But there were allocations afterwards; as late as 25381f91fb. What's going
on? Well, panic_hrtime was:
> panic_hrtime::print
0x24e84ad7dd
All of the leaked buffers were allocated *after* panic time. (this
also explains the NULL lastlog entries; after panicking, we stop putting
things in the log)
The reason we don't get stacktraces is that getpcstack() doesn't handle the thread being on the panic_stack, and assumes the frame pointer is invalid, resulting in
an empty stack; ::findleaks is just reporting what's recorded in the dump.
Buffers allocated after panic are always a tad odd; they can end up being inconsistant, especially if they are allocated and freed during the dump.

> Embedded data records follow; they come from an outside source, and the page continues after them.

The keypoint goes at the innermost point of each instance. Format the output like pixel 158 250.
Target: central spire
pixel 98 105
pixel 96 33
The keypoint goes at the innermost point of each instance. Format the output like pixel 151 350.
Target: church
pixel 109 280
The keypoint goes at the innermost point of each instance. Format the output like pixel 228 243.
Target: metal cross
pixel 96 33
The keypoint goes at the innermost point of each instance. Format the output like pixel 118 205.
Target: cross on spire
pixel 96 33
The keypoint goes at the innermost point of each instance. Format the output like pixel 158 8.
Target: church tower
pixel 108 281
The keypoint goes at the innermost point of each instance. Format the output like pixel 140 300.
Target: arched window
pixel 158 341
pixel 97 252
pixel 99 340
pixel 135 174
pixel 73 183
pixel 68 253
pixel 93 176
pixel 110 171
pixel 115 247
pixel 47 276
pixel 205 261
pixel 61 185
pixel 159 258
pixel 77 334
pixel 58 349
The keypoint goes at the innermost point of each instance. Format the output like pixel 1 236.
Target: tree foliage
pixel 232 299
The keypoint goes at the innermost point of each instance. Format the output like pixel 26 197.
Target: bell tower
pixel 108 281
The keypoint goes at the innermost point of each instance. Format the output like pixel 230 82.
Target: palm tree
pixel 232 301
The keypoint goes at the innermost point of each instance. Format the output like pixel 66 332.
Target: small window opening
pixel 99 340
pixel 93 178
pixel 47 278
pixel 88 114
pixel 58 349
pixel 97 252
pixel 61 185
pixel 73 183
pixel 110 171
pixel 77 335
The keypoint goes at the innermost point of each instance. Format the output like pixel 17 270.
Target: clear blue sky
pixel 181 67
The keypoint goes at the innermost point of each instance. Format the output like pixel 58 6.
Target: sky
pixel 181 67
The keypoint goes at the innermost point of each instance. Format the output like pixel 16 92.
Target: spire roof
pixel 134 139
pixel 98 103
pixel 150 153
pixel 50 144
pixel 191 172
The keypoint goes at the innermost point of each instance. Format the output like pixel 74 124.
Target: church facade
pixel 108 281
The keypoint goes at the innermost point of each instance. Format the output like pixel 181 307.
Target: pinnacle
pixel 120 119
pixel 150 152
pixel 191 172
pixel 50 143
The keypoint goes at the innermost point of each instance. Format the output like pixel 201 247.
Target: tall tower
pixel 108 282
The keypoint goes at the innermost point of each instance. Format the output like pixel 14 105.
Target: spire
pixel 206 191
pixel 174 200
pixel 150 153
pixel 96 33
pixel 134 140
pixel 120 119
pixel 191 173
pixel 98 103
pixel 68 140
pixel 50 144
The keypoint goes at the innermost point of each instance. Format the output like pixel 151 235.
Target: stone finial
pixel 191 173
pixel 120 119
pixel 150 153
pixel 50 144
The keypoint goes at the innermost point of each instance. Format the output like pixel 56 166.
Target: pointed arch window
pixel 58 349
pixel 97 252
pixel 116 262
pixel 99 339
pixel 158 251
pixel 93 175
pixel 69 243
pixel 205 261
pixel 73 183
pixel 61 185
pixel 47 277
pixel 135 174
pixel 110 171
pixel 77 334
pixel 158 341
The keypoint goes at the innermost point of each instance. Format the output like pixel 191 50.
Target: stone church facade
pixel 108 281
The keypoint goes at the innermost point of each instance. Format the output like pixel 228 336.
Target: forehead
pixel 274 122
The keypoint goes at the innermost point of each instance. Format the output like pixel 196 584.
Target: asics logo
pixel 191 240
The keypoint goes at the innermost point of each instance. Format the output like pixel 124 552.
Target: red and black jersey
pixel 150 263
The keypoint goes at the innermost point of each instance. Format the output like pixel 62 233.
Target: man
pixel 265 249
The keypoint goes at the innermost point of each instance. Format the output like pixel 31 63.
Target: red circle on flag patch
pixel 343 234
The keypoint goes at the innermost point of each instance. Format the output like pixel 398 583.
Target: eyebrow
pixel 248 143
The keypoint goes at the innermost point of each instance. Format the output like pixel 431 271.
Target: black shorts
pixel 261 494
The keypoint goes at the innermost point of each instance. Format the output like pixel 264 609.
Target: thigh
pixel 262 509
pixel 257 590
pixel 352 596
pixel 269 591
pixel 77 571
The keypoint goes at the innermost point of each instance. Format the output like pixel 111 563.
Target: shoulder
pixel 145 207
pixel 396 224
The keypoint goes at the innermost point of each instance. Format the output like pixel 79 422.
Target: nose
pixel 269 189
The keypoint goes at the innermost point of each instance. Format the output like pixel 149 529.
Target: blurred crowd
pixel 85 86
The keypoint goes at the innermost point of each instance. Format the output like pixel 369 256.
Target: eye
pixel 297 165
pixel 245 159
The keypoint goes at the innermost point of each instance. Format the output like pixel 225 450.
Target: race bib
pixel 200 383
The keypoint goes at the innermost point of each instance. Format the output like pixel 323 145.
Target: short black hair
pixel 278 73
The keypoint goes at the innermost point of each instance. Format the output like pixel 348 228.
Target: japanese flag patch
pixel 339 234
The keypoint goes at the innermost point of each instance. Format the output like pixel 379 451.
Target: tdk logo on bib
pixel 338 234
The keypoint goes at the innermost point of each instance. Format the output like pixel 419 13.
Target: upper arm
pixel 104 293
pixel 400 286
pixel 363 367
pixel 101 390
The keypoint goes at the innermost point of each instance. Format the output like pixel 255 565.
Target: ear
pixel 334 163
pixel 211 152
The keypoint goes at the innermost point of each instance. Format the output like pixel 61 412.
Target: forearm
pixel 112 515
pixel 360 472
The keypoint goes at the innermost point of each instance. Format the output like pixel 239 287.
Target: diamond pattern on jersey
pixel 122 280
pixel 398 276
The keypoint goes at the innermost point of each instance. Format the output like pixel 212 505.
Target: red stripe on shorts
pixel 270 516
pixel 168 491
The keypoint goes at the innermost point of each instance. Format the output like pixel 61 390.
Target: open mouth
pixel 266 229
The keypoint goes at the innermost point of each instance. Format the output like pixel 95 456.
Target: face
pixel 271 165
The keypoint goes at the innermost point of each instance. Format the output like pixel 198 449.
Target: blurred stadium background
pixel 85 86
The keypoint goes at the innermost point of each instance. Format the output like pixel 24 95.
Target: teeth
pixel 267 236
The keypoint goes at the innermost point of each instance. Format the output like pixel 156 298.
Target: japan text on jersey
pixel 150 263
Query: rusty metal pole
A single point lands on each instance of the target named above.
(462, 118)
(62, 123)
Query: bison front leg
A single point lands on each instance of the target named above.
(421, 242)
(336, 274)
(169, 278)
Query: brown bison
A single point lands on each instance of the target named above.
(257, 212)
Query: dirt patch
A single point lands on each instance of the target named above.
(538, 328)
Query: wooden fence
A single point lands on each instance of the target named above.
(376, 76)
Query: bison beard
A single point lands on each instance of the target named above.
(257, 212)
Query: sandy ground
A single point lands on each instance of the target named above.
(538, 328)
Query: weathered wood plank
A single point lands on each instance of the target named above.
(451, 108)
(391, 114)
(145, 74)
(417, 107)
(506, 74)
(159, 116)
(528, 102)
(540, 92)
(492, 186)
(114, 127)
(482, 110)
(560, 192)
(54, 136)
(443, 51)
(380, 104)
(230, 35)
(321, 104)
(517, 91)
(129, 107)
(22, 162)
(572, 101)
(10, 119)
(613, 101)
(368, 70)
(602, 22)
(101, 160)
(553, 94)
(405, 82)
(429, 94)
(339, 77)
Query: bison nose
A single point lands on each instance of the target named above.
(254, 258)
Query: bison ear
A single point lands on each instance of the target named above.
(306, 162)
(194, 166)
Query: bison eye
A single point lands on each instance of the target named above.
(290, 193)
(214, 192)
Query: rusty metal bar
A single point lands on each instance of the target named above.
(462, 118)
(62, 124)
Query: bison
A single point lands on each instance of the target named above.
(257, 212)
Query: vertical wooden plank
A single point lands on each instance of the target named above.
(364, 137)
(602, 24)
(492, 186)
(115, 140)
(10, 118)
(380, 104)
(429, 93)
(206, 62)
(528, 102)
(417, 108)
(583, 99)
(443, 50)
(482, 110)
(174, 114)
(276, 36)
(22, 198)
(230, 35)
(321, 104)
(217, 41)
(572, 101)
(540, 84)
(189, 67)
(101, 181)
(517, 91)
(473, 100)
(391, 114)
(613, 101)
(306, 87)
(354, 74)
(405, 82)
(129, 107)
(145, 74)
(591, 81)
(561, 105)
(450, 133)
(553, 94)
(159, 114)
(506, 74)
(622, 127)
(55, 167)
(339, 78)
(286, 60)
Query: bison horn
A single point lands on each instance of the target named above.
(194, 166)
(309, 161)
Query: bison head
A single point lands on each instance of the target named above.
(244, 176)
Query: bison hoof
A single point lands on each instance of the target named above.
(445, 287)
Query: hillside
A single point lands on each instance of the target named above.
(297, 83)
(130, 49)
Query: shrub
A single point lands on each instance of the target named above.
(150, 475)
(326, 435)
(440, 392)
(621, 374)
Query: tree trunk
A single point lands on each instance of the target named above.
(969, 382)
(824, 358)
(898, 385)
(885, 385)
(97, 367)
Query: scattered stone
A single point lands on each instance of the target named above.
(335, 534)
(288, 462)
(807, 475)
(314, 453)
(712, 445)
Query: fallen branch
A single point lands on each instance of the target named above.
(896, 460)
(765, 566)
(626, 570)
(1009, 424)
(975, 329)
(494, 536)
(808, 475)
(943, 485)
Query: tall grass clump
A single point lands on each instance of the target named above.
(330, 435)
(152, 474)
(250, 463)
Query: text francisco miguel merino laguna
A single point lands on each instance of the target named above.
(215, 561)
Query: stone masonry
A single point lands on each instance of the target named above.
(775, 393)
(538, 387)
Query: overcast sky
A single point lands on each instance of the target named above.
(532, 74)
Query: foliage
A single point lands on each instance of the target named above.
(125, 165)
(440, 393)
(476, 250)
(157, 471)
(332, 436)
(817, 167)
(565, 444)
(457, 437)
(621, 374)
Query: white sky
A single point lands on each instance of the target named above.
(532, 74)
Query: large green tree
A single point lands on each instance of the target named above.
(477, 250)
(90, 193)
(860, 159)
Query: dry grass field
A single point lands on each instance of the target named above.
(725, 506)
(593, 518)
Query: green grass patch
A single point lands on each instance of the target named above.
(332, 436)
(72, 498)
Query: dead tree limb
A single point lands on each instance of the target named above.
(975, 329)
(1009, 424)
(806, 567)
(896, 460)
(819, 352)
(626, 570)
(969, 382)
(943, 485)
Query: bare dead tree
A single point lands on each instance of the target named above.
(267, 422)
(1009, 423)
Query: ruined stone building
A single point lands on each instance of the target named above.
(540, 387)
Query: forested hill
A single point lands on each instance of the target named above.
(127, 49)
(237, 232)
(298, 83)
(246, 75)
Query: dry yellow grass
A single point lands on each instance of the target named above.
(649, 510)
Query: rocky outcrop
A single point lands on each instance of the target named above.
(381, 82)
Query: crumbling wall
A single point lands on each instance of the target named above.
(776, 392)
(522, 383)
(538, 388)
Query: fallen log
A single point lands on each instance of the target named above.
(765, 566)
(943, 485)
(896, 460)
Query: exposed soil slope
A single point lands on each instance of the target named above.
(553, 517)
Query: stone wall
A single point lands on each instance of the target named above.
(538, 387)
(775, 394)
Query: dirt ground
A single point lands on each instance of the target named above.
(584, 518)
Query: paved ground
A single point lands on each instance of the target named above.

The correct fix is to change getpcstack() to recognize that the thread is a
panicking, and have it recognize the panic stack, similar to the intr_stack
handling. The tricky bit is getting the transition back to the pre-panic()
stack correct.
The good news is that testing the fix is fairly easy, and doesn't require
post-panic leaks. Just generate a crash dump (reboot -d), pull open the
crash dump in mdb, and do:
> ::walk bufctl ! sort -k3r | less
the first one with a sane-looking timestamp should also have a filled-in
"caller" field; pass his "ADDR" field to '::bufctl -v', and verify that
the stack trace has panic() in it.
|